The project started in 2012, when BioRealm won an NIDA-sponsored Phase I SBIR grant to develop a genetic screening tool for research on tobacco dependency. BioRealm Co-founder James Baurley said the firm had experience in the array space, having been involved in consulting projects making custom Illumina arrays.
"The specifications were loose, so we developed a plan based on the general requirements that they laid out," Edlund said. "They mentioned a list of 5,000 SNPs that they were interested in. Those 5,000 SNPs made it onto the array, but we expanded it to almost 650,000."
In a pilot study conducted during the Phase II grant, the SmokeScreen array was able to identify a gene previously associated with nicotine metabolism, providing some proof that the tool would be useful in research.
Three considerations guided the array design, Edlund said. The firm wanted to provide coverage of genes associated with addiction, a genome-wide backbone, and other high-priority SNPs BioRealm had identified in the scientific literature. "Once we went to design it, we realized we could add a lot more," he said. The firm asked researchers in the field to nominate additional genes and SNPs of interest.
Additions included the National Human Genome Research Institute GWAS catalog and 3,000 SNPs associated with lung cancer.

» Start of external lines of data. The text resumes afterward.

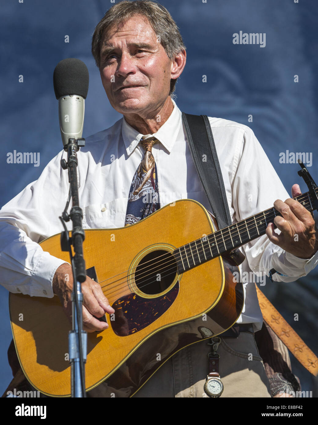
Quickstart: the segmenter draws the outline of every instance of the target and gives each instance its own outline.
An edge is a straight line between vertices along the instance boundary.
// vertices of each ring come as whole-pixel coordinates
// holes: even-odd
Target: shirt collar
[[[161,126],[153,136],[161,142],[162,145],[170,153],[173,147],[182,122],[181,111],[173,99],[173,109],[166,122]],[[128,124],[123,117],[122,125],[122,135],[127,154],[130,155],[134,150],[143,136]]]

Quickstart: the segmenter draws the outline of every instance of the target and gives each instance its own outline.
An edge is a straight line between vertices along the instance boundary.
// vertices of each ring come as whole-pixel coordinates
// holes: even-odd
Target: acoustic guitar
[[[311,198],[295,199],[312,211]],[[178,351],[231,327],[244,297],[228,254],[264,235],[278,215],[273,207],[215,230],[204,207],[186,199],[131,226],[85,230],[87,273],[115,310],[105,314],[108,329],[88,334],[86,391],[106,381],[109,397],[131,397]],[[40,245],[69,261],[60,234]],[[9,304],[26,376],[47,395],[70,397],[71,326],[58,297],[11,293]]]

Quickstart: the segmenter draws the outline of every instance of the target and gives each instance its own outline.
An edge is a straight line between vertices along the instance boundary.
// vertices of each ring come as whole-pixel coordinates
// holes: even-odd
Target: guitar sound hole
[[[176,273],[177,264],[172,254],[163,250],[153,251],[137,266],[135,281],[142,292],[154,295],[168,288]]]

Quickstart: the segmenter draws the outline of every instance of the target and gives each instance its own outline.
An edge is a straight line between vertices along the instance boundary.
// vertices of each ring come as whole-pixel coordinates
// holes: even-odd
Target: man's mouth
[[[122,90],[124,88],[136,88],[137,87],[141,87],[142,86],[140,85],[125,85],[125,86],[123,86],[122,87],[119,87],[119,88],[118,89],[117,91]]]

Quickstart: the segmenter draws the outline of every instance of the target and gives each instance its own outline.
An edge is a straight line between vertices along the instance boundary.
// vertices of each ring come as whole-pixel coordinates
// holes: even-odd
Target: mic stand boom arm
[[[64,146],[64,150],[68,153],[67,162],[61,160],[62,168],[68,170],[68,181],[70,184],[70,196],[72,197],[72,208],[69,215],[66,212],[68,201],[60,217],[64,227],[61,235],[61,246],[62,251],[70,253],[71,264],[73,275],[73,288],[72,294],[72,330],[68,335],[68,349],[71,371],[71,394],[74,397],[85,397],[85,371],[84,363],[86,359],[87,334],[83,330],[82,303],[83,295],[81,283],[86,278],[85,261],[83,257],[83,241],[85,234],[82,227],[83,213],[80,208],[78,186],[77,184],[77,158],[76,153],[81,146],[85,145],[84,139],[69,139],[68,143]],[[73,222],[71,238],[69,237],[68,231],[64,221]],[[71,245],[75,255],[73,256]]]

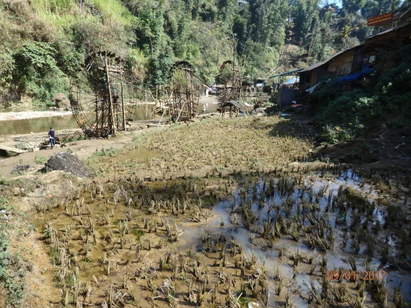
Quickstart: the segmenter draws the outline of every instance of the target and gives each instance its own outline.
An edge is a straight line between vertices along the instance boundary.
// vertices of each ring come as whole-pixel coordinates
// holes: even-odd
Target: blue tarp
[[[351,73],[351,74],[346,75],[343,77],[340,77],[338,79],[338,81],[340,82],[342,81],[353,81],[357,79],[358,79],[363,75],[367,75],[368,74],[370,74],[375,70],[376,70],[375,68],[364,67],[362,68],[361,70],[360,71]]]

The firm has validated the array by genotyping about 800 samples from multiple populations in collaboration with Rutgers, Edlund said. "The arrays performed very well," he said, and BioRealm is currently in the process of writing a manuscript that will report the validation statistics.
BioRealm's informatics pipeline first uses Affymetrix's best practices workflows to filter out poorly performing SNPs, Edlund said. After the quality control has been performed, it uses Minimac software for imputation. "It's designed to be flexible so that we can spawn up instances as needed," he said. Multiple instances running in parallel on the cloud can allow the software to finish running in a day.
The software also does some simple GWAS statistical analysis, like providing association p-values for SNPs, Edlund said, as well as some more advanced statistics, which he declined to specify.
Researchers can download the data in standard formats, though Edlund said BioRealm's preferred format is for the PLINK toolset.
"We developed the bioinformatics pipeline to be flexible enough to use with any Affymetrix Axiom array," Edlund said, including both custom- and fixed-content arrays.
Baurley, the BioRealm Co-founder, said that the firm is currently exploring options to package its pipeline and analysis services with other Affymetrix Axiom arrays. "Some pieces of it could be modified for other diseases or complex traits," he said.